Surplus Neraca Dagang RI Anjlok: Ini Biang Keroknya!

Admin

13/06/2025

3
Min Read

On This Post

Mendag Ungkap Biang Kerok Surplus Neraca Dagang RI Terendah dalam 60 Bulan

Menteri Perdagangan, Budi Santoso, baru-baru ini menyampaikan analisisnya terkait menyusutnya surplus neraca perdagangan barang Indonesia secara signifikan. Kondisi ini bahkan mencatatkan surplus terendah dalam kurun waktu 60 bulan terakhir.

Menurut beliau, penurunan ekspor menjadi salah satu faktor utama yang mempengaruhi surplus neraca perdagangan. Penurunan ini dipicu oleh kebijakan tarif yang diterapkan oleh Presiden Amerika Serikat (AS) serta dampak dari periode libur Lebaran.
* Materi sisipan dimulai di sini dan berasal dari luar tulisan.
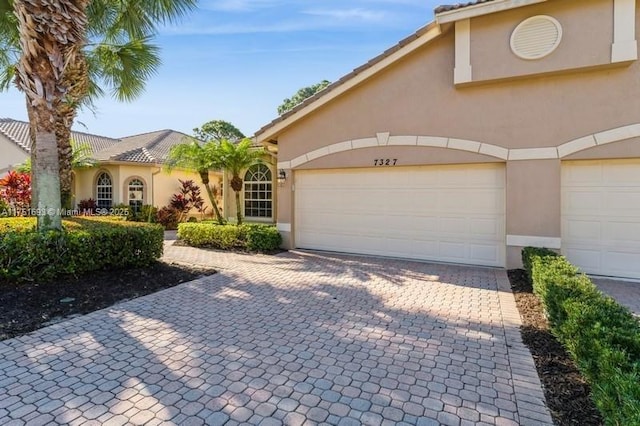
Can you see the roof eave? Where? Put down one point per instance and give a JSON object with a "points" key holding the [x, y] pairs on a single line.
{"points": [[481, 9], [359, 75]]}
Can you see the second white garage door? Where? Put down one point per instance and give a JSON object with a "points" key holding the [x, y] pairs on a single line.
{"points": [[601, 216], [441, 213]]}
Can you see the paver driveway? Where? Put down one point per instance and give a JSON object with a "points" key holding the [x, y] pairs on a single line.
{"points": [[299, 338]]}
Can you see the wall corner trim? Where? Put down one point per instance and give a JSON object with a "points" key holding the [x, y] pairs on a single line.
{"points": [[283, 227], [625, 46]]}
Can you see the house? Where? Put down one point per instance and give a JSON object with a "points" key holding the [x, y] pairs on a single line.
{"points": [[501, 124], [128, 170]]}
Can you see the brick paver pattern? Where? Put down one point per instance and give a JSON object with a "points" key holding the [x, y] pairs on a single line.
{"points": [[299, 338]]}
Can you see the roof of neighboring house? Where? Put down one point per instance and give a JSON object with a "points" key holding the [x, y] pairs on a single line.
{"points": [[18, 132], [146, 148], [347, 77], [150, 147], [447, 8]]}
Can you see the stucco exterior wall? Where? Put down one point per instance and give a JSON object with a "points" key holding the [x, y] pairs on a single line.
{"points": [[586, 41], [11, 154], [158, 189], [230, 212]]}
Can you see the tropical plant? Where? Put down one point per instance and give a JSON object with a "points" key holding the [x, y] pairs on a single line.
{"points": [[200, 158], [301, 95], [117, 54], [235, 158], [15, 192], [51, 34], [88, 206], [216, 130]]}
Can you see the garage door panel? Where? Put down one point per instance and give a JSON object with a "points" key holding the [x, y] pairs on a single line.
{"points": [[444, 213], [622, 232], [601, 216]]}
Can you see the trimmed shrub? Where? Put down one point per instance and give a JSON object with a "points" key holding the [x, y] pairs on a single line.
{"points": [[84, 245], [262, 238], [601, 336], [252, 237]]}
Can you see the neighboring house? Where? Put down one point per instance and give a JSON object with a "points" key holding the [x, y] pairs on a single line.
{"points": [[501, 124], [128, 170]]}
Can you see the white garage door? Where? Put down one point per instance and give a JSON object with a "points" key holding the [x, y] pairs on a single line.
{"points": [[443, 213], [601, 216]]}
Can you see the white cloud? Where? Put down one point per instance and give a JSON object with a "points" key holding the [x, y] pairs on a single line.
{"points": [[348, 14]]}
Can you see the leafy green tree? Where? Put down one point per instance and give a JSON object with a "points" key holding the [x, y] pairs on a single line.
{"points": [[216, 130], [200, 158], [301, 95], [51, 34], [235, 158], [115, 52]]}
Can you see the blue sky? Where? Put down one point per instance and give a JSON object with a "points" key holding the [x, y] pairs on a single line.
{"points": [[237, 60]]}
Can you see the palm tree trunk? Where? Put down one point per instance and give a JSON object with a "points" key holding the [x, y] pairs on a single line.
{"points": [[34, 159], [47, 188], [76, 80], [204, 176], [63, 142], [236, 185]]}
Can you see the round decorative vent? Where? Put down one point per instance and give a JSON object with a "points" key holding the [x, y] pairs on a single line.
{"points": [[536, 37]]}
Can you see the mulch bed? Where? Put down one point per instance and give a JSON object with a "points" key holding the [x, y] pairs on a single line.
{"points": [[566, 392], [28, 306]]}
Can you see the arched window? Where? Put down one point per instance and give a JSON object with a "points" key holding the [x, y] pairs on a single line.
{"points": [[136, 194], [104, 191], [258, 192]]}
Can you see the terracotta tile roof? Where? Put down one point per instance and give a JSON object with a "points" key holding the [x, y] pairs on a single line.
{"points": [[150, 147], [18, 132], [447, 8], [147, 148]]}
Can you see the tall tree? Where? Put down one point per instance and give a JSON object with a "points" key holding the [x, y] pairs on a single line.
{"points": [[200, 158], [301, 95], [82, 158], [51, 33], [216, 130], [118, 56], [235, 158]]}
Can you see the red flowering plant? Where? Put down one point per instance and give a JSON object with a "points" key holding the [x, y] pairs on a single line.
{"points": [[15, 191]]}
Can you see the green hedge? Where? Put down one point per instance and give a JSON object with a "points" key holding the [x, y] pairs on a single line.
{"points": [[602, 336], [83, 246], [252, 237]]}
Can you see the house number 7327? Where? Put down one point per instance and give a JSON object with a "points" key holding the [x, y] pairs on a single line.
{"points": [[385, 161]]}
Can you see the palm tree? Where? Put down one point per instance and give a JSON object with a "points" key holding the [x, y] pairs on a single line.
{"points": [[118, 55], [51, 33], [81, 158], [200, 158], [235, 158]]}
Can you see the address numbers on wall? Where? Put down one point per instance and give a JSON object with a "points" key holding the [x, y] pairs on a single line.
{"points": [[385, 161]]}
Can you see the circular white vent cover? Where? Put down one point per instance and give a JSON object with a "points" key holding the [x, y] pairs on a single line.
{"points": [[536, 37]]}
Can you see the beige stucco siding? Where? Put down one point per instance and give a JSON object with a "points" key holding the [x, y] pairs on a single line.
{"points": [[571, 105], [586, 41], [159, 186], [416, 96]]}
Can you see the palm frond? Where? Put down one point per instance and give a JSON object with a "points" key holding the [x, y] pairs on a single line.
{"points": [[126, 67]]}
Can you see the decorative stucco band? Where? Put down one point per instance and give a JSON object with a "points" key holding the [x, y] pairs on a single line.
{"points": [[385, 139]]}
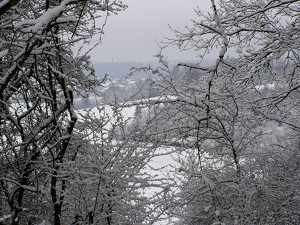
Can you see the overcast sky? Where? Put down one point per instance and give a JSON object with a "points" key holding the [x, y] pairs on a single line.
{"points": [[132, 35]]}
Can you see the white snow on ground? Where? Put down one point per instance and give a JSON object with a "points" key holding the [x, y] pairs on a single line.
{"points": [[161, 166]]}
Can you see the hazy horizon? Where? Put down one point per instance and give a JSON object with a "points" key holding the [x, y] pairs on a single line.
{"points": [[133, 35]]}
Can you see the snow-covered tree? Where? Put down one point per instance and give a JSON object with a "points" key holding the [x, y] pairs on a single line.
{"points": [[239, 165], [43, 65]]}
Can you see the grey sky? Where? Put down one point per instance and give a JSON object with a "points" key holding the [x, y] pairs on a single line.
{"points": [[132, 35]]}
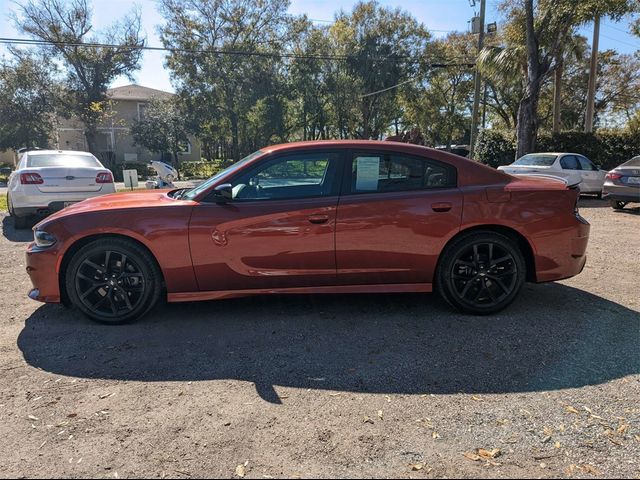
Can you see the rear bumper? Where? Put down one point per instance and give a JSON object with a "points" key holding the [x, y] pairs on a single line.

“Setelah kami melakukan peninjauan di beberapa negara, seperti Malaysia, Filipina, dan Vietnam, kami menganalisis bahwa awal April lalu masih dalam suasana libur Lebaran. Hal ini menyebabkan aktivitas ekspor mengalami penurunan. Faktor kedua adalah kebijakan dari pemerintahan Trump,” ujarnya di Kementerian Perdagangan, Rabu (4/6/2025).
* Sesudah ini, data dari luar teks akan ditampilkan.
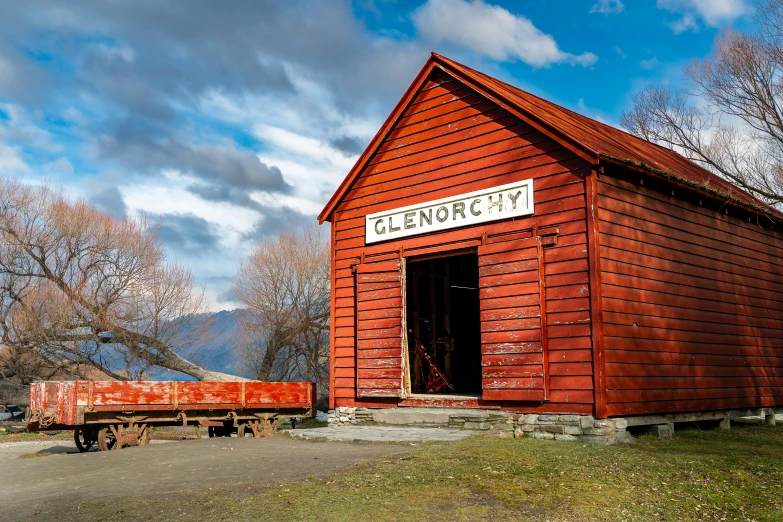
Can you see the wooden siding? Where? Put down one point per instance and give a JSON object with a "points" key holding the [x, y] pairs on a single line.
{"points": [[451, 141], [380, 354], [512, 330], [692, 304]]}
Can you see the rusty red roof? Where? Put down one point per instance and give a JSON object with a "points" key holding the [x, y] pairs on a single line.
{"points": [[591, 139]]}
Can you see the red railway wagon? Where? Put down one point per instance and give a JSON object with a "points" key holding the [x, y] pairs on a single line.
{"points": [[115, 414], [546, 263]]}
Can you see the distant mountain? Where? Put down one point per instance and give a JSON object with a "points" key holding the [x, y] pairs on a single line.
{"points": [[219, 347]]}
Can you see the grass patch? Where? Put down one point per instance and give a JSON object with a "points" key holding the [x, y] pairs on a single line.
{"points": [[24, 436], [697, 475]]}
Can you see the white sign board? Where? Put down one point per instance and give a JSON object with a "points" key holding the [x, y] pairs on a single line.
{"points": [[503, 202]]}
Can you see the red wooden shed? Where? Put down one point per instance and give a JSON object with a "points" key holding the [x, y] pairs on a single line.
{"points": [[491, 249]]}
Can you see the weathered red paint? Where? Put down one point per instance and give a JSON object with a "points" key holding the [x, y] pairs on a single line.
{"points": [[64, 403], [610, 278]]}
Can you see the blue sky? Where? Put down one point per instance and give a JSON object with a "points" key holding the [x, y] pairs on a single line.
{"points": [[228, 122]]}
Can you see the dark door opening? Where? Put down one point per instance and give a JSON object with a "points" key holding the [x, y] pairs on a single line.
{"points": [[444, 335]]}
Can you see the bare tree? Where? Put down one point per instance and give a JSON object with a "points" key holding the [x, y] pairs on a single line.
{"points": [[734, 125], [285, 286], [80, 290]]}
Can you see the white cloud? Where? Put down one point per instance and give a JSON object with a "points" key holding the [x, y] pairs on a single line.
{"points": [[60, 167], [649, 64], [714, 13], [11, 161], [492, 31], [608, 7]]}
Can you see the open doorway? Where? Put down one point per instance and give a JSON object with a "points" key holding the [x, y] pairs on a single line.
{"points": [[444, 335]]}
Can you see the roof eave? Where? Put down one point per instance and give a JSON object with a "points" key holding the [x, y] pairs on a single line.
{"points": [[399, 110]]}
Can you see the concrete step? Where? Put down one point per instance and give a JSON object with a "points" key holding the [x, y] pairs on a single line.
{"points": [[442, 417]]}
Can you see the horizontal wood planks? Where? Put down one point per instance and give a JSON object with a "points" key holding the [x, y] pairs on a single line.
{"points": [[65, 398], [692, 305], [451, 141], [380, 354], [512, 361]]}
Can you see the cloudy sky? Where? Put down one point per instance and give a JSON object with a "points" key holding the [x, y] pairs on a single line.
{"points": [[230, 121]]}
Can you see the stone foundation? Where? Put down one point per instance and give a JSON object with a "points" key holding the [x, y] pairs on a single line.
{"points": [[583, 428]]}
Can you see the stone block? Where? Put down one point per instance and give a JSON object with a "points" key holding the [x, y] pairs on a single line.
{"points": [[411, 416], [503, 426], [541, 435], [602, 432]]}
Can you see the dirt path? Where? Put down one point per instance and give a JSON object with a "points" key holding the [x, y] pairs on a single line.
{"points": [[31, 487]]}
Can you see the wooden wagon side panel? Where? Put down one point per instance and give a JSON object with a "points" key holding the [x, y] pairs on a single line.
{"points": [[449, 142], [380, 329], [692, 305]]}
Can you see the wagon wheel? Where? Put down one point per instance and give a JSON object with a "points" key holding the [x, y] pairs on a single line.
{"points": [[219, 431], [146, 435], [85, 438], [106, 440], [248, 428]]}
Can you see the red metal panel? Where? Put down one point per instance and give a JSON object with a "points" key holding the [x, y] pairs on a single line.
{"points": [[692, 309], [519, 376], [58, 402], [434, 158]]}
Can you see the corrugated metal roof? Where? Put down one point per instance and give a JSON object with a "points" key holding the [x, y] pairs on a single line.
{"points": [[589, 137], [604, 140]]}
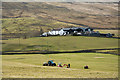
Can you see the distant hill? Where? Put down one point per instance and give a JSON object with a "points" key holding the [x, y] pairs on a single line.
{"points": [[95, 15]]}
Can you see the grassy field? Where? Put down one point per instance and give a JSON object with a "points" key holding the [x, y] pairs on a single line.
{"points": [[30, 66], [58, 43]]}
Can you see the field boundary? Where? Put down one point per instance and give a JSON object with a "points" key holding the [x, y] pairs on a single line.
{"points": [[58, 52]]}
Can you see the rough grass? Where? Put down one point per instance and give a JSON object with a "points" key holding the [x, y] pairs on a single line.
{"points": [[30, 66], [59, 43], [116, 32]]}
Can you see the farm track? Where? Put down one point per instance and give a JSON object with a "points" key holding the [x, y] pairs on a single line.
{"points": [[58, 52]]}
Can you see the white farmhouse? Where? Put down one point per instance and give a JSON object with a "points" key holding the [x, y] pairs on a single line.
{"points": [[55, 32]]}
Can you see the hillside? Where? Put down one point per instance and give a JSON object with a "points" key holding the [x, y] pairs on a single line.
{"points": [[96, 15]]}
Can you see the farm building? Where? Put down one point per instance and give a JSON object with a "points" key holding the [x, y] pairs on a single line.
{"points": [[75, 31]]}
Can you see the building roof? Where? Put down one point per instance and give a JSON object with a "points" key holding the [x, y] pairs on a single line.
{"points": [[56, 29]]}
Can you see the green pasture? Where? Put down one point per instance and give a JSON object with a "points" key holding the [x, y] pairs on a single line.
{"points": [[58, 43], [30, 66]]}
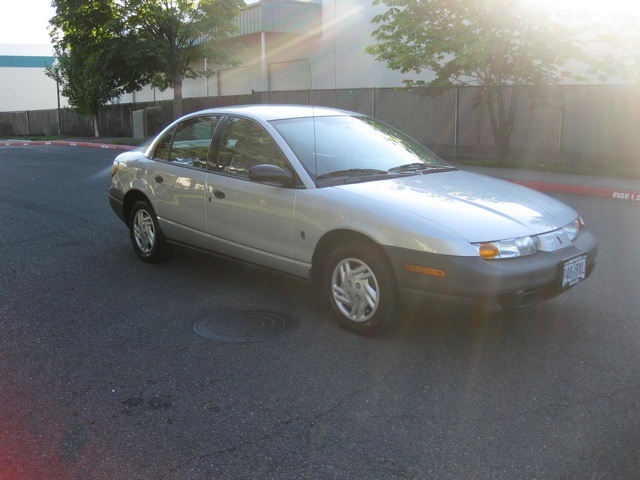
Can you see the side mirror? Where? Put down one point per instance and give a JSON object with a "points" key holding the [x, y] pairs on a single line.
{"points": [[268, 173]]}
Dampak kebijakan tarif Trump juga menjadi topik pembahasan dalam KTT ASEAN yang baru saja diselenggarakan. Budi menambahkan bahwa penurunan volume ekspor juga dirasakan oleh negara-negara anggota ASEAN lainnya.
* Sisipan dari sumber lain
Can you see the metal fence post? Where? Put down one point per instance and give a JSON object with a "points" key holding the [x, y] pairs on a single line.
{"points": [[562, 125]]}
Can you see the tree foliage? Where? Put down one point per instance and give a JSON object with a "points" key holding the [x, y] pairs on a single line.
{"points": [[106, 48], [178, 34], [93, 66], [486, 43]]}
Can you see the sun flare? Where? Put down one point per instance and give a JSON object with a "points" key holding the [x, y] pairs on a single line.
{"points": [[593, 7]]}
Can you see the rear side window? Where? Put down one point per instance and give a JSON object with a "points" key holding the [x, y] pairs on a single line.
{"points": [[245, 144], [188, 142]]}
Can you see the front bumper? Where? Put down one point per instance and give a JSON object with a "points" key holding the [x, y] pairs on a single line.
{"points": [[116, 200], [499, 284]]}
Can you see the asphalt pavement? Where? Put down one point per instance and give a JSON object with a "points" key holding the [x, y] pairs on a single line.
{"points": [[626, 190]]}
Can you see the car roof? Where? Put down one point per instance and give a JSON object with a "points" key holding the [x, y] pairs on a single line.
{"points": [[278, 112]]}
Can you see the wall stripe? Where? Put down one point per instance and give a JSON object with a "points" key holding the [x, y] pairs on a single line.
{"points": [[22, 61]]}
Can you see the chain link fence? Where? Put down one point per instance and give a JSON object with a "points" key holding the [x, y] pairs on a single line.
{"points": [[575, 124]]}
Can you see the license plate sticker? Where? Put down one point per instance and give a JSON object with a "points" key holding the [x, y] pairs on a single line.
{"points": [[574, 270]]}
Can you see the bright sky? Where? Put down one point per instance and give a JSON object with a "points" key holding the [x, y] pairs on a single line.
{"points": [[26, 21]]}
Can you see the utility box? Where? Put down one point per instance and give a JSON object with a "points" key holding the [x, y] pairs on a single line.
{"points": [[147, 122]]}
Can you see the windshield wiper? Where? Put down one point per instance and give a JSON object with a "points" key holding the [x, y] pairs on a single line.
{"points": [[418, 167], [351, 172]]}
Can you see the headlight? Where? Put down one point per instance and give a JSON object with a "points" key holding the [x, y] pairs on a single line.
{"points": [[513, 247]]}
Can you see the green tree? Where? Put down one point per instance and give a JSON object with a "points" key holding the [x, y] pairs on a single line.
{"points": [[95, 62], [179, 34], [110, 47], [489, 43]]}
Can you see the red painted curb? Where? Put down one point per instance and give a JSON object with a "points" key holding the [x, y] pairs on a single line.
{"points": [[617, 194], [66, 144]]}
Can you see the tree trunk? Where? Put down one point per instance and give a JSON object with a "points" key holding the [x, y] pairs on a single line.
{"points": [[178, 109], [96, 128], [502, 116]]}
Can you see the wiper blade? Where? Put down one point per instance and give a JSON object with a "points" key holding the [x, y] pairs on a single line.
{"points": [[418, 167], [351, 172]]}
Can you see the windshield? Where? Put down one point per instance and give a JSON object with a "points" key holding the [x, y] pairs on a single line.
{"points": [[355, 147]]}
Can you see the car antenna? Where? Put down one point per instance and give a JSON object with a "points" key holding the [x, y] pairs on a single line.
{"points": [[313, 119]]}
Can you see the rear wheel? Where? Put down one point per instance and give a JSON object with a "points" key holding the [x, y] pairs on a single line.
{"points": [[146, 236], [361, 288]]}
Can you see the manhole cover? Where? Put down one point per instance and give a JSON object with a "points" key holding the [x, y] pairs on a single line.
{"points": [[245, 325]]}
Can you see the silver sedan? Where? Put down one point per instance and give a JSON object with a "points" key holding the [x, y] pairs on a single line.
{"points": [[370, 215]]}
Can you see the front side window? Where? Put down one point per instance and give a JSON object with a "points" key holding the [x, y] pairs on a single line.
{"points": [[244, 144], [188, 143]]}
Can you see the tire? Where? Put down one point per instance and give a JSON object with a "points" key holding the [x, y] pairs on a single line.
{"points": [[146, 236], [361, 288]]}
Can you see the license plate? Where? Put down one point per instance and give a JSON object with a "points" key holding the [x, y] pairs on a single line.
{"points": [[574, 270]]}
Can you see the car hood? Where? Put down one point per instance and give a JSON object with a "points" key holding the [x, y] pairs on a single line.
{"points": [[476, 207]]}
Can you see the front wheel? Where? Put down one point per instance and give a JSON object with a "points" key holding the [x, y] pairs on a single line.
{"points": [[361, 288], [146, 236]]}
“Kami berdiskusi dan menemukan bahwa dampaknya sangat signifikan bagi masing-masing negara. Banyak eksportir yang cenderung mengambil sikap menunggu. Ini tidak hanya berlaku untuk ekspor ke Amerika, tetapi juga untuk ekspor ke negara lain. Apalagi, saat ini belum ada kejelasan lebih lanjut. Kami masih menunggu penjadwalan negosiasi tahap kedua,” jelasnya.

Berkaitan dengan lonjakan impor, terutama dari Tiongkok, Budi menyatakan belum ada indikasi yang mengarah pada dampak kebijakan Trump yang menyebabkan negara tersebut mengalihkan ekspornya ke Indonesia. Budi menegaskan bahwa Tiongkok tetap menjadi mitra dagang utama dengan nilai ekspor Indonesia ke negara tersebut yang cukup tinggi.

“Perdagangan kita dengan Tiongkok memang sangat besar. Ekspor kita juga terbesar ke Tiongkok. Contohnya, tahun lalu ekspor kita mencapai US$ 60 miliar, sementara impor kita US$ 70 miliar. Terjadi defisit, tetapi sebelumnya kita sempat mencatatkan surplus US$ 2 miliar. Fluktuasi memang terjadi, namun belum ada indikasi peralihan ekspor seperti yang disebutkan,” terangnya.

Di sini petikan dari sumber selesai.